I remember salvaging a box of documents in a country house in Ireland, which the Library subsequently acquired, which made a very real contribution to a strange part of the history of this country, of which I had personal knowledge. If the papers had not been found and finally deposited with the National Library, that side of the story might have perished altogether, the story of a landlord. I remember people saying, when I was young, that their grandfathers had knelt down and thanked God the day he was murdered for that he was the worst man who had ever walked the world. Yet, when that box of documents was opened, an entirely different version of his life was told.
Looking back on those days, I have very little doubt now that he was a very good man who was anxious to do what was right by his people, but, as good people often are, he was wholly misunderstood, cruelly misrepresented and finally murdered. That is a story into which I do not propose to go now. Still, these old family documents constitute a very vital and essential part of the social history of our people. Here is the point I want to make today. I believe that in the files of the Land Commission there is an immense mass of documents relating to the old estates they took over under the first Land Act and all the way down since the eighties. They have never been catalogued. I do not believe anybody knows what is in them.
We are all conscious of the perennial outbursts of activity that take place in Government Departments when somebody takes it into his head to clean up the place. The files become too numerous, accommodation is overcrowded and suddenly an heroic decision is taken that everything more than 20 years old is junk. The Land Commission have shown a very prudent reluctance to do that for which they have sometimes been criticised. I think they were wise and right to have held their records as long as they have. I do not know how far back they have held them but I think the National Library ought to collaborate with the Land Commission to get these documents catalogued and either preserved or at least microfilmed so that a complete record of them can be kept.
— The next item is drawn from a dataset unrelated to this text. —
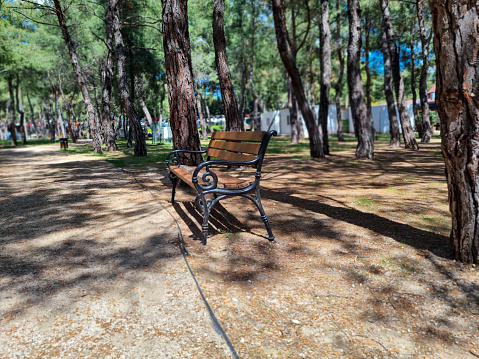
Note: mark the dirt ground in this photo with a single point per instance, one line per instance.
(90, 265)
I imagine it is almost true to say that practically every acre of land in Ireland has at some time or other passed through the hands of the Land Commission since we bought the last of the landlords out under the 1923 and subsequent Land Acts. A record of that ought to be preserved and of all that went before that, most of which is history contained in the rent books and the records of the old estates. I had a certain interest, not because of any family connection but because we happened to be tenants of it, in the Dillon Estate in the West of Ireland which, as some Deputies in the West know, stretches from Castlerea to Charlestown.
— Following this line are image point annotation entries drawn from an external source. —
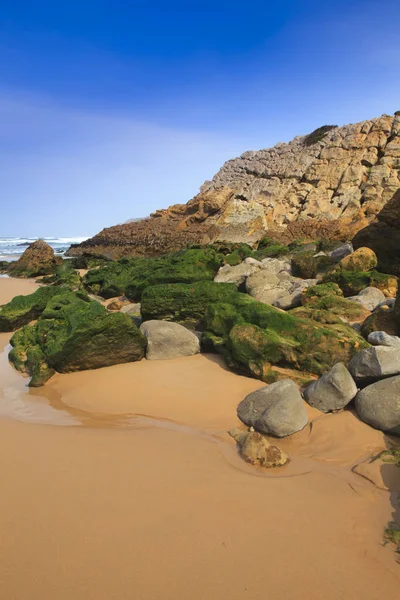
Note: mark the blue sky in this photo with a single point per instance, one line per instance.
(109, 110)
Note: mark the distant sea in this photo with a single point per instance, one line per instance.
(12, 248)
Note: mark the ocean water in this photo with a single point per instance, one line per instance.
(12, 248)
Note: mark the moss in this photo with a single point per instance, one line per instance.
(317, 135)
(132, 276)
(23, 309)
(353, 282)
(253, 337)
(4, 265)
(74, 334)
(334, 304)
(184, 303)
(308, 266)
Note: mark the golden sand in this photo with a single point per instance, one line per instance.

The papers of that estate have been lost to us. They were taken to Ditchley and I pursued them there and hoped to get them for the National Library and then I found that through some subsequent will, they had been left to some obscure museum in Portsmouth or Plymouth. I imagine the title they have acquired to them is of such kind that it is highly unlikely they will ever be recovered to this country. They relate exclusively to land and homes in Roscommon and Mayo and it seems odd that they should have found their ultimate resting place in Portsmouth or Plymouth, where nobody can have the slightest interest in them but whither any scholar who wants to consult them must go. I suggest that in cases like that the National Library should be facilitated to microfilm such documents and bring back the record for installation here.
The next point I want to make is that I believe there is a mass of material in the Land Commission at the present time which should be catalogued and either preserved or microfilmed for the records of the National Library. The trouble about this sort of proposition is that very few people give a damn and the great danger is that because there is no proper preservation of that record, just through the process of inertia, nobody does anything about it. The Minister for Education is a young and zealous person and he should be concerned for the social history of Ireland. It is a thing a great many people ignore and are not interested in but it is the very fabric of the lives of our people and one of the few good things the landlords left, these exhaustive records. We should not be such fools as to suffer these treasures to perish simply because we associate them with a source of which we have bitter memories.
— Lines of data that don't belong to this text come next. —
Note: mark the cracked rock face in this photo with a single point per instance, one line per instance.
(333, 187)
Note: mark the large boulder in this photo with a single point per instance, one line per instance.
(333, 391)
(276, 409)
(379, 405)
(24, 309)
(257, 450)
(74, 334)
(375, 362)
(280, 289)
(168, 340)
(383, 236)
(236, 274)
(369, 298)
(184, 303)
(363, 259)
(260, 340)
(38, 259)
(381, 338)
The other point I want to mention is that the Catholic Workers' College needs Government help. It should be given that help but I cannot help registering a note of regret. I always regret when I see a voluntary undertaking which has been carrying on under its own steam successfully having to fall into the category of the multitude of enterprises which have become partially, if not wholly, dependent on Government aid. I should have thought that the Catholic Workers' College here could have looked to the trade unions and to the business establishments of the country for such modest funds as they require.